The Global Conference on Agricultural Research for Development (GCARD) continued for a third day Tuesday in Montpellier, France.
About one thousand participants are trying to produce an action plan for G8 and G20 countries to boost agriculture and help ensure food security. Peter Hartmann, director-general of the Nigerian-based International Institute of Tropical Agriculture, is among those taking part.
“My hope is that regions of Africa, Americas and Asia would present clearly what their needs are and where they see science could contribute,” he says.
Much to offer
“We could contribute a lot because we can boost productivity and we can reduce the waste from plant pests, diseases and just waste from post harvest losses.”
There’s been much debate in recent years over genetically modified seeds and plants. Those promoting biotechnology say it can help solve food insecurity, while critics say it can threaten biodiversity.
Global Agricultural Conference Participant Hopes to Raise Awareness about Science
“My view is that it’s a subject that’s very poorly understood says Hartmann. First of all, it’s not one technology. It’s biotechnologies. It’s a collection of technologies. And the second point I would say is that too many people put it on a pedestal as though it’s the savior of everything.”
Nevertheless, he says, the technologies have value.
“It’s a healthy group of scientific tools that we can use to speed up the things I said we could do to speed up food and agriculture.”
Faster growing plants
The International Institute of tropical Agriculture was established in 1967 with the financial support of the Rockefeller and Ford Foundations to operate in sub-Saharan Africa. It has programs in about 15 countries.
“So we are very focused. That’s the only place you’ll find our people,” he says.
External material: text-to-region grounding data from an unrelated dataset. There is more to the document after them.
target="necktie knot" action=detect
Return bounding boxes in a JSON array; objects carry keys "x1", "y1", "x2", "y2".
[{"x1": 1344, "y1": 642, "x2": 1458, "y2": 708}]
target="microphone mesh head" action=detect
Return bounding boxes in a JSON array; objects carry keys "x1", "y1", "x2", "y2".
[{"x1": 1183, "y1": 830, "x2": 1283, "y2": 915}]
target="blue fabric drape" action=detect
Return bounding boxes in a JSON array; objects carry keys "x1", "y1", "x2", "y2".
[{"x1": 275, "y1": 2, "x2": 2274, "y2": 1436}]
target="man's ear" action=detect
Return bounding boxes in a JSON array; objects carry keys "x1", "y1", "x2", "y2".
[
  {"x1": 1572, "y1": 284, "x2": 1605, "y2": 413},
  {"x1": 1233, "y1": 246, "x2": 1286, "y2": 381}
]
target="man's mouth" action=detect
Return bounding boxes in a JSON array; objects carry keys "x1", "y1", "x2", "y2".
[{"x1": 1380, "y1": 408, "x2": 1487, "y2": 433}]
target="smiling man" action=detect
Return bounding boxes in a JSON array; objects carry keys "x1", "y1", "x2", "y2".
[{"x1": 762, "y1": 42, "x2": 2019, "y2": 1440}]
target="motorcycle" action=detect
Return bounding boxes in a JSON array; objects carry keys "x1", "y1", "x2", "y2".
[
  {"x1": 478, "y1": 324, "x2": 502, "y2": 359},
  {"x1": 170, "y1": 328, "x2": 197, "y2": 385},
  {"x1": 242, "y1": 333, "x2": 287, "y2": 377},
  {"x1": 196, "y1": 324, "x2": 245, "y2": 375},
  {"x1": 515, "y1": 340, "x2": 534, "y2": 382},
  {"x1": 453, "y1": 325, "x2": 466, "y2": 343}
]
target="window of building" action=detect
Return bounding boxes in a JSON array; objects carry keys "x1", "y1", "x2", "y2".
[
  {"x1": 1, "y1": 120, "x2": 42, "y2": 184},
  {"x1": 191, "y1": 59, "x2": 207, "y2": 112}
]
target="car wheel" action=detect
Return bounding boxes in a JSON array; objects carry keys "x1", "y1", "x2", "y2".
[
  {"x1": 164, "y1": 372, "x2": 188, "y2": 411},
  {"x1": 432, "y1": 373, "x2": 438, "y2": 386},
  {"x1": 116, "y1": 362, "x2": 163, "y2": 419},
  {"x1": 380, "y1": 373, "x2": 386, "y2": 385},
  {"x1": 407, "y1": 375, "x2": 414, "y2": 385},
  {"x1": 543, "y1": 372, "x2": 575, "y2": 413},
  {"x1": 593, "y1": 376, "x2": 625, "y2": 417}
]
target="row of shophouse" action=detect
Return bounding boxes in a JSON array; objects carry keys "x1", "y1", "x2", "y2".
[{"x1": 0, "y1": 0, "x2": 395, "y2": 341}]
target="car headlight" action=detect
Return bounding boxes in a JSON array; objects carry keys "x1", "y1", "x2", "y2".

Part of the institute’s mission is to fight biological threats to key food crops.
Hartmann adds, “We have been providing varieties (of plants) that farmers can use to their advantage.” For example, the traditional variety of black eyed peas takes 120 days before they can be harvested.
“We provided varieties that can grow in 35 days or 65 days. So when the weather changes or the rains are inconsistent, they are helped a lot by using crops that can grow quickly,” he says.
Getting back to the land
Hartmann says he wants to raise awareness about agriculture’s contribution to economic growth, poverty reduction and food security.
“Countries like Nigeria, for example, that had oil, forgot about agriculture. And now they’re realizing that was a mistake and they’re coming back to it, same as Gabon. And when that kind of awareness arrives then we can move much faster because there’ll be support for national systems and universities and investors to look at that sector.”
The Global Conference on Agricultural Research for Development continues through March 31st.